Her hobbies-turned-skills of cooking and baking have rewarded her compliments from colleagues at past potlucks, and she hopes for the same in the future. Syquia strives to introduce parts of her culture through food: noodles, egg-rolls and adobo are some of the courses she showcases.
“Every time we have potlucks and everything, I get to make my Filipino dishes,” Syquia said. “And the staff… they just love it.”
Born and raised in the Philippines, Syquia found a passion in cuisine and also in her career: Special Education. While growing up, she observed deficits in the government’s educational districts.
“I noticed that in my country, the Philippines, there was a lack of education service, especially the Special Ed population,” Syquia said. “There’s lack of funding, and the only way you can have your child receive services is to pay for it.”
Syquia’s friend introduced her to the world of Special Education; she explained what the job looked like and how much she enjoyed it.
“She was a Special Ed teacher, and she talked about what she was doing,” Syquia said. “It kind of got me interested and that motivated me, inspired me to pursue Special Ed.”
After taking classes and teaching in the Philippines for several years, Syquia decided to move to the United States. She attended San Jose State University, earning a master’s degree in Special Education, and then worked at the Santa Clara County Office of Education from 2011 to 2018. Before SCHS, Syquia taught at Peterson Middle School. The biggest difference, she said, between middle and high school students is self-direction.
“There’s some pros and cons of working with older kids because you have more independence when you’re teaching this population,” Syquia said. “But then, when they’re younger, they’re cuter – it’s fun to work with those growing kids. So for me, it’s a balance.”
According to Syquia, though the process of teaching is different, the result is not, at least in terms of emotional edification.
“It doesn’t matter which age group it is,” Syquia said. “It’s always rewarding because you learn from each student.”
Syquia’s nurturing demeanor not only comes from her educational path, but also from her parental one.
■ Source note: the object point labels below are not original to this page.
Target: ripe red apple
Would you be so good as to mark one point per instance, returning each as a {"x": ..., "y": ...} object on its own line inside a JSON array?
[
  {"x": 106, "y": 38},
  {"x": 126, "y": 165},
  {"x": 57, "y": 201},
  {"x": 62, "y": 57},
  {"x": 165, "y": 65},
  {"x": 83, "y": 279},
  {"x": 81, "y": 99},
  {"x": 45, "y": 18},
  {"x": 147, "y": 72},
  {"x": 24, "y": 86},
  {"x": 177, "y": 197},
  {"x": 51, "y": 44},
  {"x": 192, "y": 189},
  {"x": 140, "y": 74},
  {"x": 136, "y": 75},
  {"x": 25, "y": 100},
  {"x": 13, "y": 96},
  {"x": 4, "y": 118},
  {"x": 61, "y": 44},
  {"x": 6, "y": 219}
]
As a single mom, she has raised two daughters who are now 22 and 26 years old.
“It can be challenging, but thank God that my kids are all grown up,” she said. “They’re independent – the eldest is working. She works for Google. I’m so proud of her.”
Apart from teaching, Syquia enjoys traveling with her daughters and has toured places such as Europe, Japan, Singapore and Thailand. She values the expedition a new environment allows her, as well as the opportunities for discovery.
“You learn a lot, from actually experiencing the culture – being out there and visiting the place, meeting the people, the food, everything,” Syquia said. “It’s a learning adventure for me all the time.”
Syquia’s interest in learning from others is shared in both her personal life and her professional one, where she faces a new community to familiarize herself with. So far, her first year on campus has been positive, and her interactions with other staff have proven helpful and friendly.
“I’m just in awe with the other teachers and their dedication,” Syquia said. “I’m inspired also by the students, seeing their growth and progress. That kind of helps me and motivates me to continue and pursue this career, to continue to teach, and to help whatever in every way I can.”